For Every Water Plan There's...
Will the tunnels ever be built? Maybe, but not until every conceivable legal challenge and lawsuit has been filed and taken to court.
Oct 07, 2013
For every water expansion plan there's an equal and opposite environmental group trying to stop it. If you want to pump water out of the Delta the enviros say you can't because it harms the Delta Smelt. So, you try to build a tunnel as a way to avoid the smelt, but enviros are there again with a reason to stop the project. You want to build a dam and there will guaranteed be a bug or snail or fish that needs to be protected. We all know the drill.
Westside farmers have been working for years on the Bay-Delta Conservation Plan (BDCP) that proposes the twin tunnels under the Delta to avoid the smelt problem. So, guess what? Here comes 'Friends of the River' to say the tunnels "would not insure their survival let alone insure their recovery and delisting" (from the Endangered Species List). And right behind 'Friends of the River' is the Environmental Protection Information Center (EPIC) saying it would result in the 'flooding of fish habitat', wild and scenic river status, etc. We have a feeling, based on way too many past experiences, that this is only the beginning
Will the tunnels ever be built? Maybe, but not until every conceivable legal challenge and lawsuit has been filed and taken to court. Will a dam ever be built? Maybe, but the California legislature isn't putting any dams into the next water bond being debated in Sacramento right now. They used to at least pretend. Now they don't even think about trying to fool us any longer. They just ignore the facts and keep kicking the can down the road.
BDCP plan illegal, says environmental group
• Violates Endangered Species Act
• “Taking the water … away from the endangered and threatened fish species would not insure their survival”
The controversial Bay Delta Conservation Plan, which in part is supposed to save endangered fish from extinction, is not a permissible project under the Endangered Species Act because it would adversely modify critical habitat for five endangered and threatened fish species, says the environmental group Friends of the River.
The plan, touted heavily by Gov. Jerry Brown, calls for part of the Sacramento River to be diverted and shipped through two massive tunnels roughly 35 miles south to the Central Valley Project and State Water Project.
“As a result of this massive diversion, countless acre feet of water which would normally flow to the Sacramento-San Joaquin Delta will now never reach the Delta,” says Friends of the River, never reaching the designated critical habitat for five endangered and threatened fish species: the Sacramento River winter-run Chinook salmon, the Central Valley spring-run Chinook salmon, the Central Valley steelhead, the southern distinct population segment of the North American green sturgeon, and the Delta smelt.
“Taking the water and flows away from the endangered and threatened fish species would not insure their survival let alone insure their recovery and delisting,” the letter says. “On-the-ground habitat restoration is not a lawful substitute under the ESA [Endangered Species Act] for maintaining the critical habitat of and in the waters of the Sacramento River, sloughs, and Delta.”

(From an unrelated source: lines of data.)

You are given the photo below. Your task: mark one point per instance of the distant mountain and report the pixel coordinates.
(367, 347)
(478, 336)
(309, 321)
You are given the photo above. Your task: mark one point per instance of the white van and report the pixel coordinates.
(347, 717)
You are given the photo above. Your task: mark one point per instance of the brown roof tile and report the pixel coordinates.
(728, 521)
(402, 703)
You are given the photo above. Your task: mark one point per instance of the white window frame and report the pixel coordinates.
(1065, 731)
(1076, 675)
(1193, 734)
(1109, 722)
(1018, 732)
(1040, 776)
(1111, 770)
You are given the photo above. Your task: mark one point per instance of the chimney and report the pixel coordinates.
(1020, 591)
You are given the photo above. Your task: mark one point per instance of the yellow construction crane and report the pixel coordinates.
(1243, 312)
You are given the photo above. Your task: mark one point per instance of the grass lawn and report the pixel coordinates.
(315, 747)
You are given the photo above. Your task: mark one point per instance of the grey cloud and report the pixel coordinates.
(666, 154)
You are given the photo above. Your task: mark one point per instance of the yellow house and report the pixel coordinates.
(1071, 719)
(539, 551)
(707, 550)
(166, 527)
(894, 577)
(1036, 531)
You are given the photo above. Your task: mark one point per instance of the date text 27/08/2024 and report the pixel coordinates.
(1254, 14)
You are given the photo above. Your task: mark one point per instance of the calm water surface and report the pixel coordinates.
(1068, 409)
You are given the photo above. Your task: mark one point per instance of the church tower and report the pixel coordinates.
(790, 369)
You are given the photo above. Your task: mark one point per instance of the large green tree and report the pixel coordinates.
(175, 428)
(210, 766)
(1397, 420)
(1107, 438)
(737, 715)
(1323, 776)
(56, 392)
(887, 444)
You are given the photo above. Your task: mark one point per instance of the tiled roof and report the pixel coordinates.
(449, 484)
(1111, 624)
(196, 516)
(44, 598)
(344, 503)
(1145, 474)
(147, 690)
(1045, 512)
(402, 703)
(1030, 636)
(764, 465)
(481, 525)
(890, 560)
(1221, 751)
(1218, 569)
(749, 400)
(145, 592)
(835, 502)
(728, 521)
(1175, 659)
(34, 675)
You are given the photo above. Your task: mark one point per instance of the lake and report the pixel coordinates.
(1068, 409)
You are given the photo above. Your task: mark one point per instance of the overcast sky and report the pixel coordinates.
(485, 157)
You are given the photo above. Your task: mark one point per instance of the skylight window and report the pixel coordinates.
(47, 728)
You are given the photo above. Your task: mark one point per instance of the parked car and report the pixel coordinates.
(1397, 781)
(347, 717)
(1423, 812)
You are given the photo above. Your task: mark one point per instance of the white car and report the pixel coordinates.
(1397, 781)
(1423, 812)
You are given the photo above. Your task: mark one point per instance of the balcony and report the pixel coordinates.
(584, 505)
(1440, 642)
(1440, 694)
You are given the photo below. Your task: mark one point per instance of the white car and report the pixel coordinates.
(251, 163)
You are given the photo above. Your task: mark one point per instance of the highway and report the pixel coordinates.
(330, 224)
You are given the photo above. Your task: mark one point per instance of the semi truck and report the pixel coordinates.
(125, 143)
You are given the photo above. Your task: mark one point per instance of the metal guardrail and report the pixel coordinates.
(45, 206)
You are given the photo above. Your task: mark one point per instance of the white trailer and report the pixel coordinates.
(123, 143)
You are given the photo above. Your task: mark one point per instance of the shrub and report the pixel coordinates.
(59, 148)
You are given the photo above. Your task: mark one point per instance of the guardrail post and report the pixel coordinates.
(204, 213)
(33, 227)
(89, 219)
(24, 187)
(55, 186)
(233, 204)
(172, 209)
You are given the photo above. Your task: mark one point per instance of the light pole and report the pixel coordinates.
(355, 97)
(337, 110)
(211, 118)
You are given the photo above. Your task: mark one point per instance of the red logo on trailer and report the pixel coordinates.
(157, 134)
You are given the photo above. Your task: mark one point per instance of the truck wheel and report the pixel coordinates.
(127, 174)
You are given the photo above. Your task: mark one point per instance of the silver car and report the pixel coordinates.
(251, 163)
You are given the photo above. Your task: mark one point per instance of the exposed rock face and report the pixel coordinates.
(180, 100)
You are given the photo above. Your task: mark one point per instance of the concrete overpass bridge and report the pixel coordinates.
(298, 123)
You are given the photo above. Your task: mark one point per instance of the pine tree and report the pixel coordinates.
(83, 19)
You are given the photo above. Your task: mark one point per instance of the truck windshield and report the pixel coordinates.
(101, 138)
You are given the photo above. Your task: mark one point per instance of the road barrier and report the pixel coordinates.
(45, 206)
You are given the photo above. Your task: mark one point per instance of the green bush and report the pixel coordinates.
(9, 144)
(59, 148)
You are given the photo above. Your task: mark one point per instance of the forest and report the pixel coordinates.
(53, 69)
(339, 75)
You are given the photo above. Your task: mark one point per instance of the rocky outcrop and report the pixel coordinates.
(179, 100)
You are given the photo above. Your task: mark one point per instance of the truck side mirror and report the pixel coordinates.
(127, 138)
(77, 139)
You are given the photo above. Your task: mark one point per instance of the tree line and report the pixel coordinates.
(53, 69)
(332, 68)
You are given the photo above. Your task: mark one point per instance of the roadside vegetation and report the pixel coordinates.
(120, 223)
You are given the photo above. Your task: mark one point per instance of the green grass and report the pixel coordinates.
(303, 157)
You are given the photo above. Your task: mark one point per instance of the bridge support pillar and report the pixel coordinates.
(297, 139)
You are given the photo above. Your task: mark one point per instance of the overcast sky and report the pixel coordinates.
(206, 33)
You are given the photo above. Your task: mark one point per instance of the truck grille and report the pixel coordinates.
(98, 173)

Freshwater ecosystems are the most endangered ecosystem type on the planet, and a growing body of science has determined that dams are one of the largest threats to these ecosystems, and the human communities that depend on them. The proposal to enlarge the Shasta dam goes against the best available science relating to conservation of the freshwater river ecosystems the proposed project would affect.
Expanding the Shasta Dam would result in flooding fish habitat in several rivers including the McCloud, Sacramento and Pit Rivers. The McCloud would loose its eligibility to be listed as a Federal Wild and Scenic River if the project goes forward. Additionally, most of the remaining sacred native American sites on the McCloud River belonging to the Winnemem Wintu tribe would be destroyed. These sites are of significant cultural value to the already displaced tribe, which has already lost 90 percent of their lands when the Shasta Dam was initially constructed.
The Bureau of Reclamation is not providing the public with information that describes how the Shasta Dam raising project is related to other statewide water infrastructure projects that are connected with the intention of sending water from Northern California to Southern California. Of particular concern is the proposal by California Governor Jerry Brown and the State of California, along with the Bureau of Reclamation, to build the Twin Tunnels Project that would construct two large tunnels in order to divert large amounts of water to supply corporate agricultural farms and fracking operations in the Southern region of the state, at the expense of California taxpayers. The National Environmental Policy Act requires that cumulative impacts from the related projects should be evaluated, considered and disclosed to the general public. The current Draft Environmental Impact Statement does not reflect this mandatory process and is therefore inadequate.
This costly, unnecessary development would cause more environmental, cultural and economic problems than it would solve, benefiting a few farmers and power companies at the cost of California taxpayers, Northern California residents, indigenous communities and the environment on which they depend. EPIC is committed to upholding environmental standards and will continue to publicly support community based efforts stop the ill-conceived Shasta Dam expansion.